# Map a function of several arguments

I have three lists, e.g.

list1 = {{a,b,...}};
list2 = {{1,2},{3,4},...};
list3 = {{x,y},{z,w},...};


and a function

f[x_,y_]:=(* whatever it does *);


I need to get

{{f[a,1],f[a,2],...},{f[b,3],f[b,4],...}}


and

{f[{1,2},{x,y}],f[{3,4},{z,w}],...}


using built-in functions if possible (or in other fast way).

• For the second, look up MapThread[]. Oct 12, 2015 at 13:02
• related: 38023
– Kuba
Oct 12, 2015 at 13:14

There are many closely related topics but I've failed to find a duplicate.

MapThread[Thread @* f, {First @ list1, list2}]


{{f[a, 1], f[a, 2]}, {f[b, 3], f[b, 4]}}

{f[{1, 2}, {x, y}], f[{3, 4}, {z, w}]}

l1 = {a, b}; (* one level less*)
l2 = {{1, 2}, {3, 4}};
l3 = {{x, y}, {z, w}};

Transpose[Inner[f, l1, l2, List]]
(* {{f[a, 1], f[a, 2]}, {f[b, 3], f[b, 4]}} *)

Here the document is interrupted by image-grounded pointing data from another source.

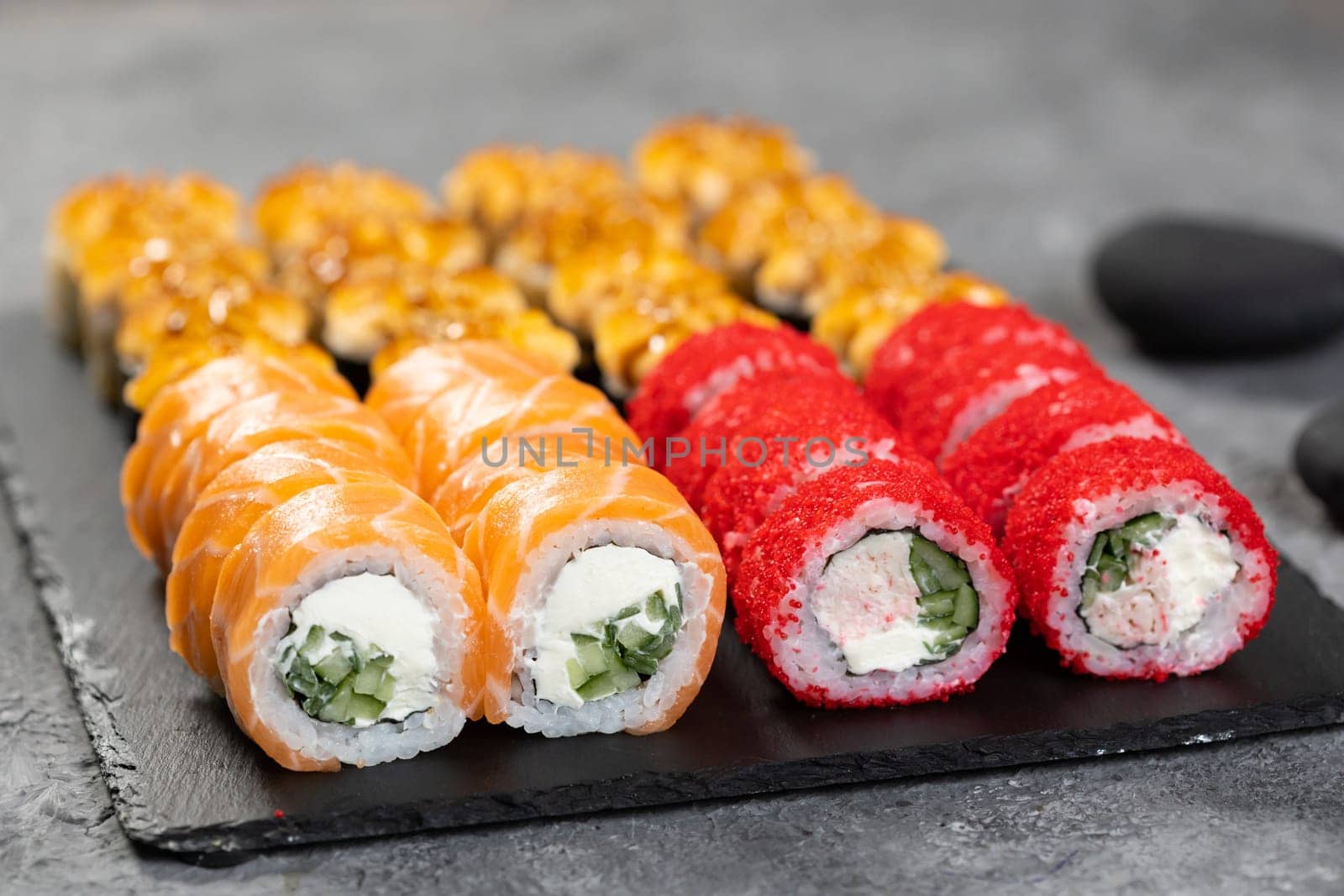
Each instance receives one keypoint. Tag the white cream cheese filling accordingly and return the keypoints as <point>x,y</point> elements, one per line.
<point>867,600</point>
<point>1169,587</point>
<point>375,613</point>
<point>589,590</point>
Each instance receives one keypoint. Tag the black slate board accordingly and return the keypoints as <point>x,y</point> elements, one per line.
<point>185,779</point>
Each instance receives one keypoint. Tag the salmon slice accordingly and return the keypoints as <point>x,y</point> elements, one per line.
<point>474,417</point>
<point>465,492</point>
<point>526,515</point>
<point>402,391</point>
<point>304,540</point>
<point>275,417</point>
<point>226,511</point>
<point>181,412</point>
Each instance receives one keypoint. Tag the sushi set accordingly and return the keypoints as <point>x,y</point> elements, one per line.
<point>479,591</point>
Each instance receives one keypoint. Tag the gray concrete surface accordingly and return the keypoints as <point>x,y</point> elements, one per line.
<point>1023,129</point>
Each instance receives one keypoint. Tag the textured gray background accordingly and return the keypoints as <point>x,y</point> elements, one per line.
<point>1023,129</point>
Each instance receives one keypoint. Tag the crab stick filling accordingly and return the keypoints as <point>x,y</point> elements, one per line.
<point>1153,579</point>
<point>360,651</point>
<point>606,622</point>
<point>894,600</point>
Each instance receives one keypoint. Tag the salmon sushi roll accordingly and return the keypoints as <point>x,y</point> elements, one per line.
<point>275,417</point>
<point>605,600</point>
<point>1136,559</point>
<point>181,411</point>
<point>874,586</point>
<point>221,519</point>
<point>346,626</point>
<point>710,363</point>
<point>953,399</point>
<point>940,331</point>
<point>992,466</point>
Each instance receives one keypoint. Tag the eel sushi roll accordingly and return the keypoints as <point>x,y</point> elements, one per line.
<point>710,363</point>
<point>969,389</point>
<point>346,626</point>
<point>701,160</point>
<point>605,597</point>
<point>940,331</point>
<point>874,586</point>
<point>992,466</point>
<point>1136,559</point>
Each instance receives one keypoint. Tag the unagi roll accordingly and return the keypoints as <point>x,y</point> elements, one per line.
<point>1139,560</point>
<point>874,586</point>
<point>605,600</point>
<point>346,627</point>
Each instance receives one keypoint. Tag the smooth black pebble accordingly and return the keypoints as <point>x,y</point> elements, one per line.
<point>1207,288</point>
<point>1320,458</point>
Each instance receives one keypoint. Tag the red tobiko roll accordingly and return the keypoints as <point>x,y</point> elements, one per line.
<point>780,396</point>
<point>1136,559</point>
<point>938,331</point>
<point>710,363</point>
<point>752,485</point>
<point>874,586</point>
<point>974,385</point>
<point>992,465</point>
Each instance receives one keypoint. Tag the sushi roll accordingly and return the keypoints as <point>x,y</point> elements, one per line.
<point>737,426</point>
<point>179,416</point>
<point>605,600</point>
<point>963,392</point>
<point>223,515</point>
<point>272,417</point>
<point>781,226</point>
<point>702,161</point>
<point>546,237</point>
<point>709,363</point>
<point>158,320</point>
<point>874,586</point>
<point>631,338</point>
<point>296,211</point>
<point>858,318</point>
<point>900,251</point>
<point>803,268</point>
<point>942,329</point>
<point>991,466</point>
<point>496,187</point>
<point>615,273</point>
<point>1136,559</point>
<point>365,313</point>
<point>375,244</point>
<point>346,626</point>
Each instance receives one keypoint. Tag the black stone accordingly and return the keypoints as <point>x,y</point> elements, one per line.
<point>185,779</point>
<point>1205,288</point>
<point>1320,458</point>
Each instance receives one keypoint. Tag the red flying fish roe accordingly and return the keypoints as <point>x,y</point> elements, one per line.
<point>991,466</point>
<point>937,331</point>
<point>1050,504</point>
<point>743,410</point>
<point>774,560</point>
<point>969,389</point>
<point>710,363</point>
<point>738,497</point>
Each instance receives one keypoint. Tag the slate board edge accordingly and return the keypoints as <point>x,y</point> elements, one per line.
<point>118,759</point>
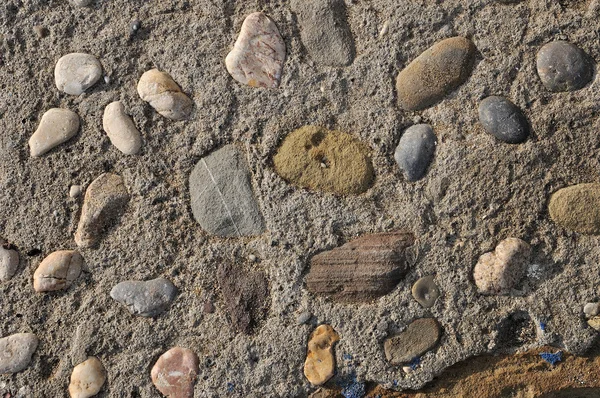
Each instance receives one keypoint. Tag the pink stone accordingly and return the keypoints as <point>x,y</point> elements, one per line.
<point>175,372</point>
<point>258,53</point>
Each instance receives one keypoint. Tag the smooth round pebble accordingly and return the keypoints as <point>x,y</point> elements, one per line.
<point>562,66</point>
<point>415,151</point>
<point>503,119</point>
<point>76,72</point>
<point>425,291</point>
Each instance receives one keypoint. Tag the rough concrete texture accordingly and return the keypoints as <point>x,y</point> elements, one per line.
<point>475,194</point>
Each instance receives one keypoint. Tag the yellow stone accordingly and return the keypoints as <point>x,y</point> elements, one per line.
<point>320,362</point>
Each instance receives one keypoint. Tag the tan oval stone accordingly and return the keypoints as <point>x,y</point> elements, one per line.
<point>577,208</point>
<point>327,160</point>
<point>320,361</point>
<point>57,126</point>
<point>258,53</point>
<point>435,73</point>
<point>87,378</point>
<point>57,271</point>
<point>120,129</point>
<point>164,95</point>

{f[{1, 2}, {x, y}], f[{3, 4}, {z, w}]}


Data generator

With[{n = 5},
data1 = Symbol /@ Take[Alphabet[], n];
data2 = Partition[Range[2 n], 2];]
Column[{data1, data2}]


I have a simple mind and like simple solutions, so I would write a helper function that destructures the data.

helper[u_, {m_, n_}] := {f[u, m], f[u, n]}


Then the desired result is given by the simple application of Thread.

Thread[helper[First @ data1, data2]]

{{f[a, 1], f[a, 2]}, {f[b, 3], f[b, 4]}, {f[c, 5], f[c, 6]},
{f[d, 7], f[d, 8]}, {f[e, 9], f[e, 10]}}


As belisarius has pointed out, Thread is also the solution to the 2nd part of the question.